ThatFuzzyBastard: "Hers was exactly the sort of stranger-in-a-dark-alley scenario that people like yourself keep insisting doesn't happen, or isn't relevant."

No one is insisting that it doesn't happen. But when you call it "all-too-common" - well, it is certainly too common, but it's very far from common in itself. And I find it very, very strange that you're apparently insisting that it is both common and under-discussed.

Since I was very young, this is how I've been taught to think about rapists. Rapists are scary, creepy strangers. Rapists hide in gullies and leap out, dragging women off by their hair. Careful walking home, because rapists are hiding in corners waiting to grab you.

That's still the narrative - and it's a very, very common narrative. It makes us distrust strangers in public, particularly if we feel they look "creepy." Meanwhile, although this fact seems to be little-known, it's long since been proven that those highly-visible cases of strangers jumping out and raping people are extraordinarily rare.

But "violent stranger abduction" rape is still how we talk about rape, apparently because it's easier than dealing with the kind of rape that actually happens much more often in the world. So this man is taking an opportunity to voice that concern, and say: my partner was raped; people are raped every day, and yet we don't talk about it because it's usually not as theatrical as my partner's rape was; maybe in her memory we can start to try to talk about why, and hopefully try to prevent rape in all cases, not just the cases we're comfortable talking about.
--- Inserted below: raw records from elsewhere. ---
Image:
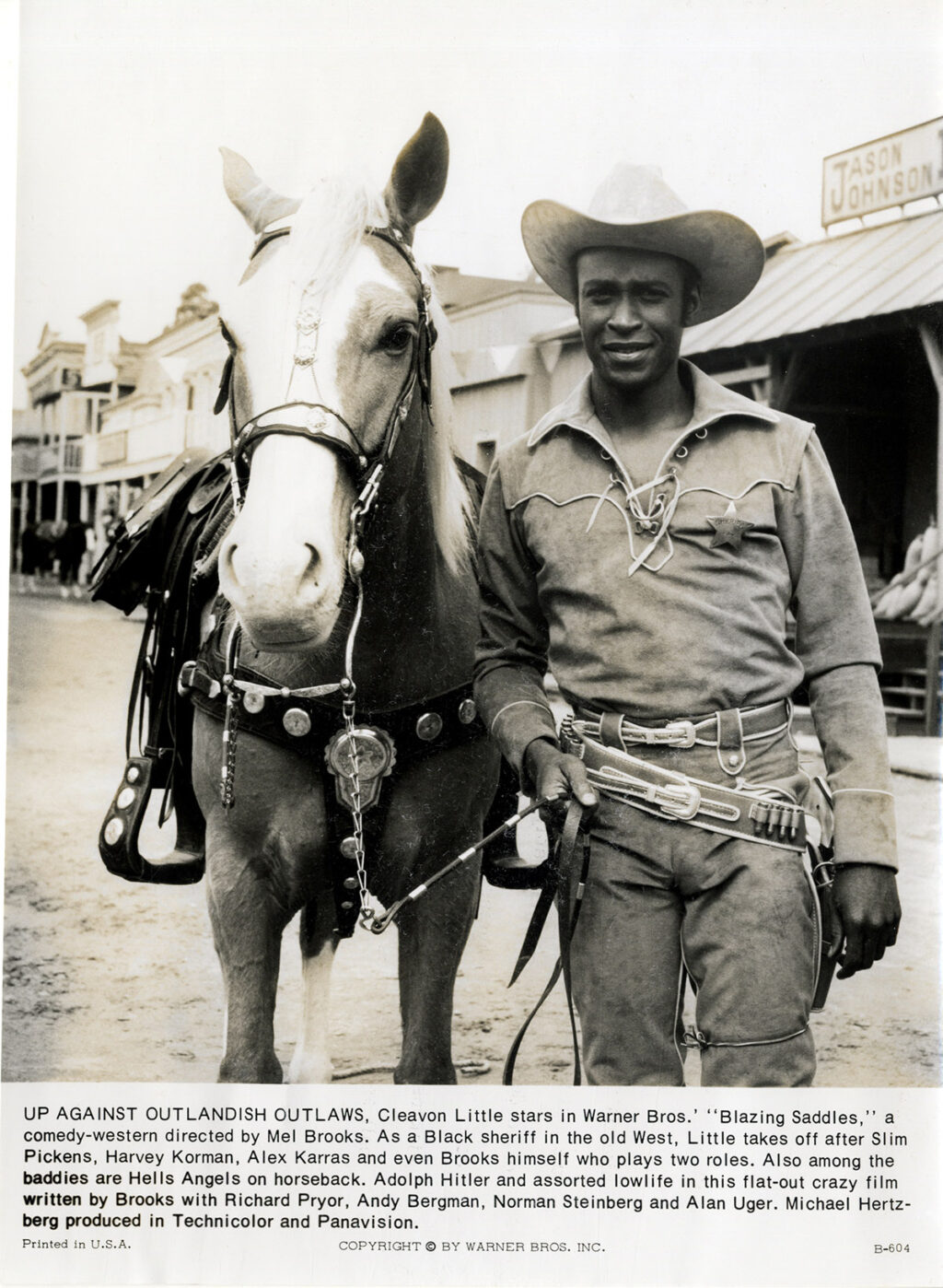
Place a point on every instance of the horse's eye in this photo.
(397, 339)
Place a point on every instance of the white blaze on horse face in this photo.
(284, 563)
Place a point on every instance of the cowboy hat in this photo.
(635, 209)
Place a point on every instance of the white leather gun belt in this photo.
(758, 812)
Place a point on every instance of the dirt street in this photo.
(113, 981)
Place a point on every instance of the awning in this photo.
(887, 268)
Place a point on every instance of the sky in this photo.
(123, 103)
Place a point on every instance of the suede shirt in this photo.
(668, 598)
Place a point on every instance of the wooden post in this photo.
(934, 358)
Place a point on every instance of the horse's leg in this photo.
(435, 929)
(312, 1061)
(261, 864)
(433, 934)
(248, 931)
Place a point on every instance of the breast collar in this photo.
(317, 421)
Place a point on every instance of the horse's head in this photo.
(330, 339)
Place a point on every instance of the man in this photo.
(645, 543)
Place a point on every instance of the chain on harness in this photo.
(322, 424)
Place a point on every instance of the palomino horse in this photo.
(349, 621)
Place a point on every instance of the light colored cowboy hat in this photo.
(634, 207)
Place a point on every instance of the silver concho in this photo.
(297, 721)
(375, 759)
(429, 727)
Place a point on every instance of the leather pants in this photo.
(668, 900)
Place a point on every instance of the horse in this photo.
(348, 604)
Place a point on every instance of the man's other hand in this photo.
(555, 773)
(868, 908)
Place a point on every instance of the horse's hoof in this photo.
(232, 1071)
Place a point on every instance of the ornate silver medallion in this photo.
(375, 757)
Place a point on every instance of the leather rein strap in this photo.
(572, 867)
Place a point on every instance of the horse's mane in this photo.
(326, 232)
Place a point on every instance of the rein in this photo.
(323, 424)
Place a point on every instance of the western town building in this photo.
(845, 331)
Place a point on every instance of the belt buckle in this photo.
(681, 733)
(679, 800)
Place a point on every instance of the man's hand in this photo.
(868, 909)
(554, 773)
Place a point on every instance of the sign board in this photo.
(884, 173)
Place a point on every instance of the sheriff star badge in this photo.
(728, 530)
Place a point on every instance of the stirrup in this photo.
(118, 840)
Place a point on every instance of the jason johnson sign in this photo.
(885, 173)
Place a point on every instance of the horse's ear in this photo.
(419, 175)
(254, 200)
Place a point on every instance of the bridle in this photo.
(316, 420)
(322, 424)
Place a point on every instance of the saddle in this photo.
(161, 556)
(164, 554)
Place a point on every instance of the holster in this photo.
(821, 851)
Is there some disagreement about facts here? I get the feeling you disagree when we say that violent-stranger-abduction rape is vastly overrepresented in the media, and that more mundane forms of rape - date rape, she-got-drunk-and-he-took-advantage rape, etc - are hardly ever discussed. You implied above that some of us are trying to stop the conversation about a certain type of rape and ignore it; do you really think that, or is it just that you worry that will happen inadvertently?
posted by koeselitz at 8:31 AM on April 20, 2014 [8 favorites]
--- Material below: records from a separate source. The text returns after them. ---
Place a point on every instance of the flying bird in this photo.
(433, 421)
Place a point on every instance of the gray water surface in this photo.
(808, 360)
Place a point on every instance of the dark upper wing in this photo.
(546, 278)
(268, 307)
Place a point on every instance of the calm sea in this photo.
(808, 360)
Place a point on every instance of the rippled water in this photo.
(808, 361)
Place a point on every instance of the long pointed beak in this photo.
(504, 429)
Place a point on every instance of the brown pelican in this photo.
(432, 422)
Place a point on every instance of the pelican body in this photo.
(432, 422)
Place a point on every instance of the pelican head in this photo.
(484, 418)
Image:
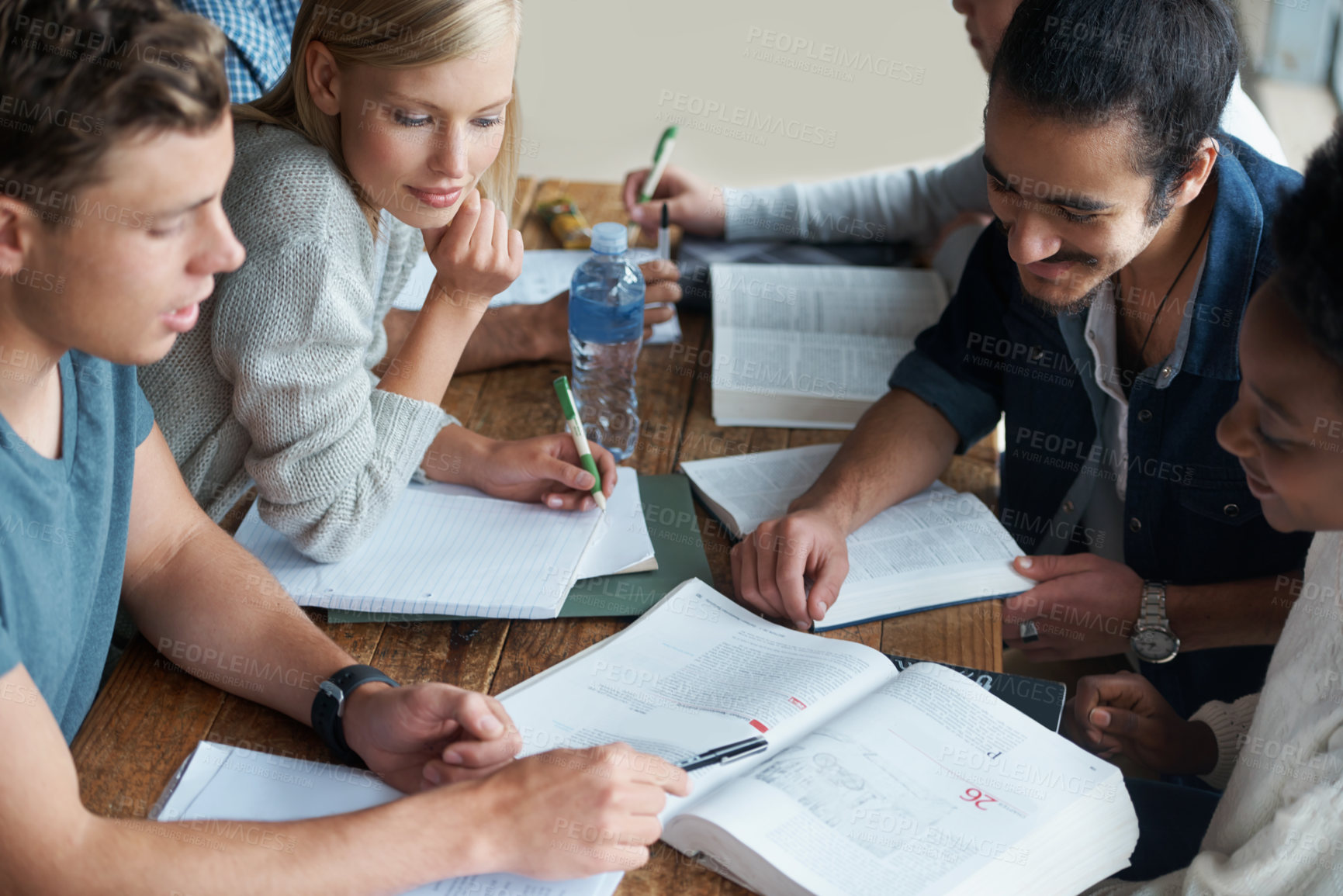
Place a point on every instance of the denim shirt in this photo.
(1189, 517)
> It was rape, not sex, and I would expect you to know the difference.

TFB, my understanding is rape is non-consensual sex.
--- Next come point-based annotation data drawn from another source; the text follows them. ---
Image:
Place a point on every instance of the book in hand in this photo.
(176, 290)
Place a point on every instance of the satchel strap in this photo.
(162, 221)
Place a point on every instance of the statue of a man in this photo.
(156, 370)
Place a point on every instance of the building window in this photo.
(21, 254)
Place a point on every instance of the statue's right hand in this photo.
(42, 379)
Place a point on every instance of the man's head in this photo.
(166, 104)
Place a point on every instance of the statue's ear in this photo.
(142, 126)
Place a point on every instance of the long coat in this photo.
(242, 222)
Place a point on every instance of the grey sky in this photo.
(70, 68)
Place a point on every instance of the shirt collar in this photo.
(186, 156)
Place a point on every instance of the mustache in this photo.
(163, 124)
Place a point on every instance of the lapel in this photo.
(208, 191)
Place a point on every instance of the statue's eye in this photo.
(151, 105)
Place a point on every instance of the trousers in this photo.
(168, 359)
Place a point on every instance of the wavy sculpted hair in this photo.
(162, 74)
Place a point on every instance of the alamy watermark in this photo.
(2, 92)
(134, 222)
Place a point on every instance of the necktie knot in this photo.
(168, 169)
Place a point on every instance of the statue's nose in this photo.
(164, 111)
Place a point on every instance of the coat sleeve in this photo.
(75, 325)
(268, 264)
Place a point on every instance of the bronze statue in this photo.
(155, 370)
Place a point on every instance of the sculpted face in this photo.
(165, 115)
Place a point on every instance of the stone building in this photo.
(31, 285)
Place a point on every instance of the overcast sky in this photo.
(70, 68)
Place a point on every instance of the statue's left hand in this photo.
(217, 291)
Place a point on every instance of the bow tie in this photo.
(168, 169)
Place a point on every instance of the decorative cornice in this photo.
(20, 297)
> [Jill's rapist] was exactly the sort of stranger-in-a-dark-alley scenario that people like yourself keep insisting doesn't happen, or isn't relevant.

Oh it happens and it is relevant. Tom Meagher's not insisting otherwise, and I certainly haven't. Tom Meagher's insight was that Bayley wasn't a monster, he was a violent man, a son, brother, partner, father, the guy in the gym ...
By insulating myself with the intellectually evasive dismissal of violent men as psychotic or sociopathic aberrations, I self-comforted by avoiding the more terrifying concept that violent men are socialised by the ingrained sexism and entrenched masculinity that permeates everything from our daily interactions all the way up to our highest institutions.
Is he wrong? Tom Meagher wants the conversation. He wants all cases of men's violence against women called for what they are. He doesn't want to hear comparisons to Bayley that render some cases minor; he wants the cycle to stop.
We cannot separate these cases from one another because doing so allows us to ignore the fact that all these crimes have exactly the same cause – violent men, and the silence of non-violent men.
> That he is trying to use her terrible story to stay in the spotlight ...

Fair go. What spotlight? He's involved with the 2014 White Ribbon Campaign and the Men's Development Network, (sorting himself out).

> and that you are eager to brush over the actual rape and murder of this woman to talk about a different set of events, is gross.

Jill Meagher's rape and murder are right in there along side the universal set of events that are men's violence against women.